Un ancien Premier ministre, Paul Keating, cinglant les «légers factionnels» qui l'ont fait. Dans sa déclaration jeudi soir, il a souligné qu'Albanese a passé une série de «appels de capitaine» sur les candidats et les postes, mais, cette fois, a choisi de ne pas intervenir.

Rien de tout cela n'a été une question de mérite. Rien ne concernait la performance ministérielle. Il a été entièrement sur le pouvoir de faction. C'est la voie du travail, car les factions exécutent les choses par les chiffres, mais les députés craignent que l'effusion de sang de cette semaine soit particulièrement vicieuse.

La gauche, par exemple, a pu planifier une transition en douceur parce que les membres seniors ont démissionné l'année dernière, ouvrant des postes de nouveaux ministres. Le droit, en revanche, a démoli deux de ses plus âgés dans une manifestation très publique de brutalité.

Marles a fléchi son muscle factionnel pour que tout le monde puisse le voir. Rae a confirmé son statut de casque de faction. Il était le secrétaire d'État à Victoria lorsque le Labour a remporté une élection de glissement de terrain en 2018, il est donc respecté pour ce succès. Mais il se fait des ennemis pour sa façon de travailler.

Le pouvoir se déplace dans le caucus et le gouvernement. Le droit victorien était autrefois dominé par l'ancien chef Bill Shorten, mais il est parti. Le vide laissé par Adem Somyurek, l'ancien politicien d'État enlevé dans un scandale, a été rempli par le groupe Marles. Un partisan clé est Stephen Conroy, un ancien ministre du Cabinet qui a dirigé des anneaux autour de ses adversaires de factionnels pendant des décennies. Il a quitté le Parlement, mais il ne quitte jamais la politique.

Marles exerce le pouvoir d'une manière qui envoie un avertissement à d'autres dans la droite, comme l'équipe NSW de Burke et Bowen ou la faction du Queensland dirigée par le trésorier, Jim Chalmers. La pratique habituelle au cours des dernières années a été de considérer Chalmers comme l'héritier apparent pour les Albanais, mais les événements de cette semaine ont changé le jeu.

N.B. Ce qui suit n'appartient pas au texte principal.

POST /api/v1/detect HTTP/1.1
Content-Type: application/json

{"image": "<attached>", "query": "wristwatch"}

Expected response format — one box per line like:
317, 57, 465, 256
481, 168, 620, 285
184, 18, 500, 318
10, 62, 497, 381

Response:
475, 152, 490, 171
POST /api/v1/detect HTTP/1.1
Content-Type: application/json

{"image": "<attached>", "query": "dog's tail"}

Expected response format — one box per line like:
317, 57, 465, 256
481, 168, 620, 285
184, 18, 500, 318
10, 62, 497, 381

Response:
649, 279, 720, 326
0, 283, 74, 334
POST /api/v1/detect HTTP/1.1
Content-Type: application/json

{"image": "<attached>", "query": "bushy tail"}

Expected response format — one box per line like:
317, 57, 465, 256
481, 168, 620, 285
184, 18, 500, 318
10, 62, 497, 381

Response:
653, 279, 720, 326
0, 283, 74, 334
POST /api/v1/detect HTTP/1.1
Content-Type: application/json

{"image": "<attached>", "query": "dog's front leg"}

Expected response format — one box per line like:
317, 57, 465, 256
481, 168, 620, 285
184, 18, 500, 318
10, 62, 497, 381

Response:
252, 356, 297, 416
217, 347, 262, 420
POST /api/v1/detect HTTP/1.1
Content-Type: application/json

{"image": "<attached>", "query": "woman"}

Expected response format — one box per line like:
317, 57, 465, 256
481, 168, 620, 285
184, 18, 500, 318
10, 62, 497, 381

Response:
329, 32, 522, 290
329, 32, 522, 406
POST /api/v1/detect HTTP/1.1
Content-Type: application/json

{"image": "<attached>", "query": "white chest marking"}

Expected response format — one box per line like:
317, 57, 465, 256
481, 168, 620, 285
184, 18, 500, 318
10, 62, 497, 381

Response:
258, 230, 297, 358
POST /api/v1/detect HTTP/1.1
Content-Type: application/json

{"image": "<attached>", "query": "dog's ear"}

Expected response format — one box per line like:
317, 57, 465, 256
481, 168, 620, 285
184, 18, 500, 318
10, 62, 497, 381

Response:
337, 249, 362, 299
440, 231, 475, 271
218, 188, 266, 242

Albanese régnera avec une immense autorité de l'approbation du peuple samedi dernier. Tout comme le Premier ministre libéral John Howard s'est assuré d'avoir plusieurs successeurs potentiels à se bousculer pour la position, Albanais peut ne pas se soucier d'avoir plus d'un héritier potentiel.

Marles a été impitoyable en donnant à ses disciples ce qu'ils veulent, même au prix de démolir les ministres du Cabinet. Il est cependant trop tôt pour être sûr qu'il a gagné plus de balancement dans le cabinet. Il n'y a plus que deux membres de la droite victorienne dans ce sanctuaire intérieur: Marles et Clare O'Neil, le ministre du Logement. Le NSW à droite en a encore quatre.

Personne ne peut être sûr que Marles prospérera à long terme. Les blessures de cette semaine se transformeront pendant des années. C'est ce qui se passe lorsque les seigneurs de guerre du travail font sortir les couteaux.